A friend of mine lent me this book. I am an occasional fan of Stephen King. Over the years, he has come out with some truly great material, such as "The Shining", "The Stand", and "Dead Zone". I also feel that some of his best work comes out in his short stories. But, he has also come out with some astounding dogs, such as "Needful Things" and "The Tommyknockers".

Most of his work falls somewhere in between these two points. "Under the Dome" falls here, leaning slightly toward "Tommyknockers" territory.

Stephen King has stated before that he does not believe in plot-driven stories. Basically he takes a situation and runs with it, throwing in characters along the way and seeing how they react to events as King throws them forward. This is very true with "Under the Dome". There really is no plot here at all. Basically, a small town in Maine is suddenly encased in an invisible, impenetrable force field, shooting up forty thousand feet in the air and, presumably, just as much going down into the earth. Airplanes both within and without the Dome crash and burn as they encounter this field. Birds on both sides break their necks as they fly into it. Trucks and cars crash, killing all on board. A woman loses her hand as she reaches over the town line as the Dome comes down. And a poor woodchuck gets chopped in half, and a deer gets decapitated.

Of course this town, like all of King's towns, has its share of dirty secrets, and he populates it with characters that King fans will recognize immediately. It does not take long for the town to divide into two camps: one that follows the "good" drifter who is also ex-Army, and the other that follows the "evil" town selectman who decides to turn himself into a dictator. The town, according to King, has plenty of resources despite being cut off from the rest of the world, but within a week it falls into bloodshed and anarchy as it seems everyone in the town completely loses it.

Without giving too much away, the "Dome" has been created by forces outside of this world. Exactly what that is I won't say, but I will say I was a bit disappointed when I found out exactly what it was, and how the situation was resolved.

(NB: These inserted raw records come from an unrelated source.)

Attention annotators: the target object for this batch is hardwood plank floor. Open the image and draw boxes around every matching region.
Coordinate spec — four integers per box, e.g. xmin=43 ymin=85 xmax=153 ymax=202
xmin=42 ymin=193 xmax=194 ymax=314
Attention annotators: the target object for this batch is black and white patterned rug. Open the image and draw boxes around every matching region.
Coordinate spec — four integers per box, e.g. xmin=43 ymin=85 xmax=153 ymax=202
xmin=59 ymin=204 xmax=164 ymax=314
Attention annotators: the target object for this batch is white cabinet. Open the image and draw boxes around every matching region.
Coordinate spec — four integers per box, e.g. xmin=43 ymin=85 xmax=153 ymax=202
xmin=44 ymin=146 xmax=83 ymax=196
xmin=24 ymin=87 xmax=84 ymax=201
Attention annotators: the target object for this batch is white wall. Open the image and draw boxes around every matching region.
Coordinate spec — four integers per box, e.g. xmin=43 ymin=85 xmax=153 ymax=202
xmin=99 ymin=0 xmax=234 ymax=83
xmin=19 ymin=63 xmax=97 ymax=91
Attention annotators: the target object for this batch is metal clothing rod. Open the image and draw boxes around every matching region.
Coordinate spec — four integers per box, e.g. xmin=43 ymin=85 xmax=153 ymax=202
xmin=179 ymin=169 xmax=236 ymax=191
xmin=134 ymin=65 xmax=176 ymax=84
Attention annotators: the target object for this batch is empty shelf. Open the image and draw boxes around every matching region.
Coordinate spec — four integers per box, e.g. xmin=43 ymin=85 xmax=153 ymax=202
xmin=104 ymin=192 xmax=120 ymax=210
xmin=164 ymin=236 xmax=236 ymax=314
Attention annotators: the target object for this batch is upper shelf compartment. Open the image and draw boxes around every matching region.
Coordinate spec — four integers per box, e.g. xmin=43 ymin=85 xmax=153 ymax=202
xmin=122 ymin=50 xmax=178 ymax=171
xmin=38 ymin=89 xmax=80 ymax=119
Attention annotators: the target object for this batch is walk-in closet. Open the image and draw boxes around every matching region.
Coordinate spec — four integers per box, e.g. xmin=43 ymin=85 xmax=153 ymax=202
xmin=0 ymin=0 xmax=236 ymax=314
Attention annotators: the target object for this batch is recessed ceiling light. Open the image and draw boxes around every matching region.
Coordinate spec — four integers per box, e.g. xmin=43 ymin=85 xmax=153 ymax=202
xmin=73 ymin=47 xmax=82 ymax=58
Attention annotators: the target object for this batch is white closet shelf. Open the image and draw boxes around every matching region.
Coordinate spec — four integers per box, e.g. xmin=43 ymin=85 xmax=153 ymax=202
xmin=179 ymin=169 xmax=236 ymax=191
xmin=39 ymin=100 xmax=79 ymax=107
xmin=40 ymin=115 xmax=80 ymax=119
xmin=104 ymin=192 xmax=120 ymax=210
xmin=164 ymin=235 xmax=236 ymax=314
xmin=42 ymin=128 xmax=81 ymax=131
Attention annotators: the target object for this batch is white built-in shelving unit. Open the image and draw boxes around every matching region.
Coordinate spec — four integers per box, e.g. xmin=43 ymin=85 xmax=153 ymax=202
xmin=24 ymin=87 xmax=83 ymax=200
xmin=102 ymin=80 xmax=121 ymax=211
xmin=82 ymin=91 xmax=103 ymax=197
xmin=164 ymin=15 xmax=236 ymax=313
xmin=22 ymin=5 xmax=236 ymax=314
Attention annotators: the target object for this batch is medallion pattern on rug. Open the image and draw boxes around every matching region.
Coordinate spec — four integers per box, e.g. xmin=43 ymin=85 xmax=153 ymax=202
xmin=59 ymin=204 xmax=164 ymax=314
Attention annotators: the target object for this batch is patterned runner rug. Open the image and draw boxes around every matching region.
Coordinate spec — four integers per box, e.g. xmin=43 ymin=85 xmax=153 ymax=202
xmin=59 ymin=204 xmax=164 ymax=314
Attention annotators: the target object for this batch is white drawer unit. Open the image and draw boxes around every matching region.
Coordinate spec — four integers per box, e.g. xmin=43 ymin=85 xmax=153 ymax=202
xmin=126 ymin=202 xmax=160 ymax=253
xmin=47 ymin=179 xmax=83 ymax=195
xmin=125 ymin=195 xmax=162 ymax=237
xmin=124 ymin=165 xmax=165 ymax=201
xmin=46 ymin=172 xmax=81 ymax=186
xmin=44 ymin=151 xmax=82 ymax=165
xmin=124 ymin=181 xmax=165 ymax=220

I have read enough King works to instantly recognize his characters when I see them, and I have a very good idea as to what they are going to do, taking away most of the "surprise" of his books. On the plus side this book has an easy narrative flow. I got through the 1000-plus pages in a fairly short period of time. But I could not help but feel that I was reading the same material King has come out with before, over and over again.

At least I didn't have to pay for this book.